Introduction to the Semantic Web and RDF

PyCon
March 28, 2003

A.M. Kuchling
www.amk.ca
amk @ amk.ca

Overview of the Semantic Web

The Semantic Web has been a W3C project since around 1999.

The existing Web of HTML documents is good for humans:

Needs only a single program to access it: the browser.
Programs have a harder time with it; it's too messy.
Screen-scrapers can extract information from HTML, but they're hard to write.

The Semantic Web will augment the existing human-readable Web with structured data that's easy for software to process.

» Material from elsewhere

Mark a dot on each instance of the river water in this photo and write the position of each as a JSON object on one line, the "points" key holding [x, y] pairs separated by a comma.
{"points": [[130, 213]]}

Layers of the Semantic Web

The current architecture for the Semantic Web is split into three layers:

From lowest to highest:

Resource Description Framework (RDF): lets you assert facts
e.g. person X is named "Drew".
RDF Schema: lets you describe vocabularies and use them to describe things
e.g. person X is a LivingPerson.
Web Ontology Language (OWL): lets you describe relationships between vocabularies
e.g. persons in schema A are the same thing as users in schema B.

Overview of RDF

The Resource Description Framework (RDF) is a generic format for metadata.

What's metadata? It's information about other data:

For a web page: Author, timestamp, content-type.
For a photograph: Photographer, subject, timestamp, camera model, film used.
For an astronomical observation: date/time, coordinates, instrument, part of the instrument.

RDF is a specification that defines a model for representing the world, and a syntax for serializing and exchanging that model.

Motivating Example: Book Reviews

I have a bunch of book reviews, and I want people to be able to find them and use them in other applications.

Model:

Some web pages are reviews of something else: a book, a recording, another web page.
The item being reviewed has various properties: a title, an author, an ISBN (for books, at least).

The simple approach: a comma-separated file of ISBNs and URLs:

1-930110-11-1,http://example.com/rev1
0-471-21822-7,http://example.com/rev2

How do we incorporate title, author, and all that? Add more columns...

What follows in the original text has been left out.